Fausse alerte à la bombe dans le métro bruxellois ce mercredi : les plaisantins s'exposent à une peine de deux ans de prison
Au cours des deux dernières années, l'Ocam a reçu 433 signalements pour des menaces d'attentat terroriste. La plupart sont évalués à un niveau faible.

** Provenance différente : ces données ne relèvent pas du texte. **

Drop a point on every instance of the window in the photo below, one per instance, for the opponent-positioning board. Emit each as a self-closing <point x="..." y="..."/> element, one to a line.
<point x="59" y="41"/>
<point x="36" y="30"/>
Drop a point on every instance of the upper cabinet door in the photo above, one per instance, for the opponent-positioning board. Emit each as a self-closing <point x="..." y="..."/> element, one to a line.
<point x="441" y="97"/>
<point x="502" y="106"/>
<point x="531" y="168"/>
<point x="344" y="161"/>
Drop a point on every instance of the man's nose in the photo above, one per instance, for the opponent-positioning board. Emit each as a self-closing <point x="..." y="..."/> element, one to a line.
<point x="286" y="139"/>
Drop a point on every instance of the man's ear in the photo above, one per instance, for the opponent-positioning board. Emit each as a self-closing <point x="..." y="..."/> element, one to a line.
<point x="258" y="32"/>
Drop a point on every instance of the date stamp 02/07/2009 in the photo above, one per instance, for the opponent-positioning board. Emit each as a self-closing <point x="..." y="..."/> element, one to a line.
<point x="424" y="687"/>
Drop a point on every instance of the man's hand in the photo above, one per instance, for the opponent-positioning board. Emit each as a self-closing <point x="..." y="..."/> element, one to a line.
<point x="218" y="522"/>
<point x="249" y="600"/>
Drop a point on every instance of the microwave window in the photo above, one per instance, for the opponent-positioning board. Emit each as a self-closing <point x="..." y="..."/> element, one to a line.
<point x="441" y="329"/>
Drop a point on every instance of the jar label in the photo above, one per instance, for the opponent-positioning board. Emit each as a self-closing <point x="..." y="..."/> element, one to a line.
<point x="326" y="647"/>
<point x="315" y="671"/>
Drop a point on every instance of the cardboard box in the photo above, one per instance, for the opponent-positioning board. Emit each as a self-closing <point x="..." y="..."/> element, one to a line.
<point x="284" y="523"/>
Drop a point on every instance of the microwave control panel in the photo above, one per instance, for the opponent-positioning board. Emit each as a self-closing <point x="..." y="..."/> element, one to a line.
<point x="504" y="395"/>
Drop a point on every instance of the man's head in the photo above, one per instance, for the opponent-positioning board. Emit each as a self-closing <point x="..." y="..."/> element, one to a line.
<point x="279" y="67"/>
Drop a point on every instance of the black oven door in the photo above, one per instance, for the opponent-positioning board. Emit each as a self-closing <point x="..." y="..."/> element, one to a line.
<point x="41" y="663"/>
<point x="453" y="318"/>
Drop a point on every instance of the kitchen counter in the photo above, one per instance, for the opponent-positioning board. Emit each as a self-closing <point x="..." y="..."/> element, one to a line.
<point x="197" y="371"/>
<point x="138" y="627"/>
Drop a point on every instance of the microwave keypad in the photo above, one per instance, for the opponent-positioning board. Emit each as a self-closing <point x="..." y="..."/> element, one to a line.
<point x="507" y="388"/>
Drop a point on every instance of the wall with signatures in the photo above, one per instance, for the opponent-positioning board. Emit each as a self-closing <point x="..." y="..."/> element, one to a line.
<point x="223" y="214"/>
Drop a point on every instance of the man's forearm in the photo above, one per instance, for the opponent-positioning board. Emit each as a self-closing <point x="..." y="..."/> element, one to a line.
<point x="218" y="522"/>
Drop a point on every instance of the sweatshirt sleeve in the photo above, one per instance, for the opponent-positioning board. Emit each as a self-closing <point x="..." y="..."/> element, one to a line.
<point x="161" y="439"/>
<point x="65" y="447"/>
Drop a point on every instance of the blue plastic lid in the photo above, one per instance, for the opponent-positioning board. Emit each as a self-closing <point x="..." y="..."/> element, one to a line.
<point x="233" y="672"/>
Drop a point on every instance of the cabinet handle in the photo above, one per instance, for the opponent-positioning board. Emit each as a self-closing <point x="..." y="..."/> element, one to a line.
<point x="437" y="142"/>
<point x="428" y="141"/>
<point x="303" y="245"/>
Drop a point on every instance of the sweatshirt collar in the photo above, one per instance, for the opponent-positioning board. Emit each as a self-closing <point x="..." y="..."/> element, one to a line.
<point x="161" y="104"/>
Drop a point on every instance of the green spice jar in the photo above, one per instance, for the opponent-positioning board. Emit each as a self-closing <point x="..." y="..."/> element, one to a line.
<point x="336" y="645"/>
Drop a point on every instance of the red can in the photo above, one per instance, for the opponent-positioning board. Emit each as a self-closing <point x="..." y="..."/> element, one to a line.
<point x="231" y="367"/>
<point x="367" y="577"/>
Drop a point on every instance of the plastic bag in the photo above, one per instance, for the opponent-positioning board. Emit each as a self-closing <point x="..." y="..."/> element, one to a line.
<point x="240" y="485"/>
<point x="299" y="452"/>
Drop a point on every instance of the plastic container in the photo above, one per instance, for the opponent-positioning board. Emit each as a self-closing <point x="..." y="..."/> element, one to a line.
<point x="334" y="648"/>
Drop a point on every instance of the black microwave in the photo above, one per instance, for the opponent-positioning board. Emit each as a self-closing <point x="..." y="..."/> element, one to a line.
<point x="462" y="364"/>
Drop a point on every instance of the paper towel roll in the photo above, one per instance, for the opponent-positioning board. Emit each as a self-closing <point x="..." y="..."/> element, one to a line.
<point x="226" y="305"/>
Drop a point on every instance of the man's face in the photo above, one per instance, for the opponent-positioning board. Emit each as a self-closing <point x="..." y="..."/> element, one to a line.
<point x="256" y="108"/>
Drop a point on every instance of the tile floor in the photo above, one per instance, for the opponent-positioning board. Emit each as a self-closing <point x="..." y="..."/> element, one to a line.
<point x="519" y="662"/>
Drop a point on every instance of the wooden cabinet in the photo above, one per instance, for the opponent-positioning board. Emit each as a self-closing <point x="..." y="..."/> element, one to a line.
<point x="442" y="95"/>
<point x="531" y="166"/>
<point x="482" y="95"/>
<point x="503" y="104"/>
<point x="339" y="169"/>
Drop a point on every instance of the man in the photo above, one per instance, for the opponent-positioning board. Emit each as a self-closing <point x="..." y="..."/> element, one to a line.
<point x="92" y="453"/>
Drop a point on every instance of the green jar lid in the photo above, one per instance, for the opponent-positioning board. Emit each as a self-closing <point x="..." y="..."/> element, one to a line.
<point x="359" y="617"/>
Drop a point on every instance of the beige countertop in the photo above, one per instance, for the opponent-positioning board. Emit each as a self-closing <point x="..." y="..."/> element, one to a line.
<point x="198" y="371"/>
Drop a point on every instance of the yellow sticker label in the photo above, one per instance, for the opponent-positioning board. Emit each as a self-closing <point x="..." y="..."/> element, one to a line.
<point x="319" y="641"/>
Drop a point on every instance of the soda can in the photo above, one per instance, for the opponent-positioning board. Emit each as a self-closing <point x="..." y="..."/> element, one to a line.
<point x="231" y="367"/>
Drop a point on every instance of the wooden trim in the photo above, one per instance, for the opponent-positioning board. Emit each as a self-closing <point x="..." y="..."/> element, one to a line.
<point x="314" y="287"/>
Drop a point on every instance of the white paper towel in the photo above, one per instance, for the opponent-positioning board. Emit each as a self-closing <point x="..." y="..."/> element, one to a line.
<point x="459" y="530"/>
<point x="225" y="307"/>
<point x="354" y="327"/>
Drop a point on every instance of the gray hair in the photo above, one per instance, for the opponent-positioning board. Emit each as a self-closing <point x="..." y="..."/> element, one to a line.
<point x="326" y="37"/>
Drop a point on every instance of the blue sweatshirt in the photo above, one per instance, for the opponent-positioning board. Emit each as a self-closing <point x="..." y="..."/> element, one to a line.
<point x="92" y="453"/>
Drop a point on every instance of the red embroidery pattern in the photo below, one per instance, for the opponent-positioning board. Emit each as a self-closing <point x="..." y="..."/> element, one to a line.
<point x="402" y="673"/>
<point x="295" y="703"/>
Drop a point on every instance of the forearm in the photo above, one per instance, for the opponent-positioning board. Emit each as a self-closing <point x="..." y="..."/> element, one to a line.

- Publié le 10-03-2023 à 21h50

Les forces de l'ordre étaient sur le qui-vive ce mercredi suite au signalement d'une menace d'attentat dans le métro bruxellois. Un individu a, par deux fois, envoyé un courriel écrit en russe à la Commission européenne annonçant que "le 8 mars, le métro à Bruxelles sera explosé entre Yser et Rogier."
Par mesure de précaution, les lignes concernées ont été supprimées. Après une inspection minutieuse par les forces de l'ordre et les services de déminage, il s'est finalement avéré qu'il s'agissait d'une fausse alerte. L'Ocam, l'organe de coordination de la menace, a maintenu le niveau de la menace globale pour la Belgique à 2 sur une échelle de 4, soit un niveau "moyen".
L'année passée, 215 signalements similaires ont été enregistrés par l'Ocam, contre 218 en 2021. "Chaque signalement fait l'objet d'une évaluation ponctuelle sur base des informations fournies par nos services partenaires, dont le centre de crise, la police fédérale et les zones locales, le service général du renseignement et de sécurité de l'armée, le SPF Mobilité et transports et le SPF Intérieur", explique un porte-parole de l'Ocam.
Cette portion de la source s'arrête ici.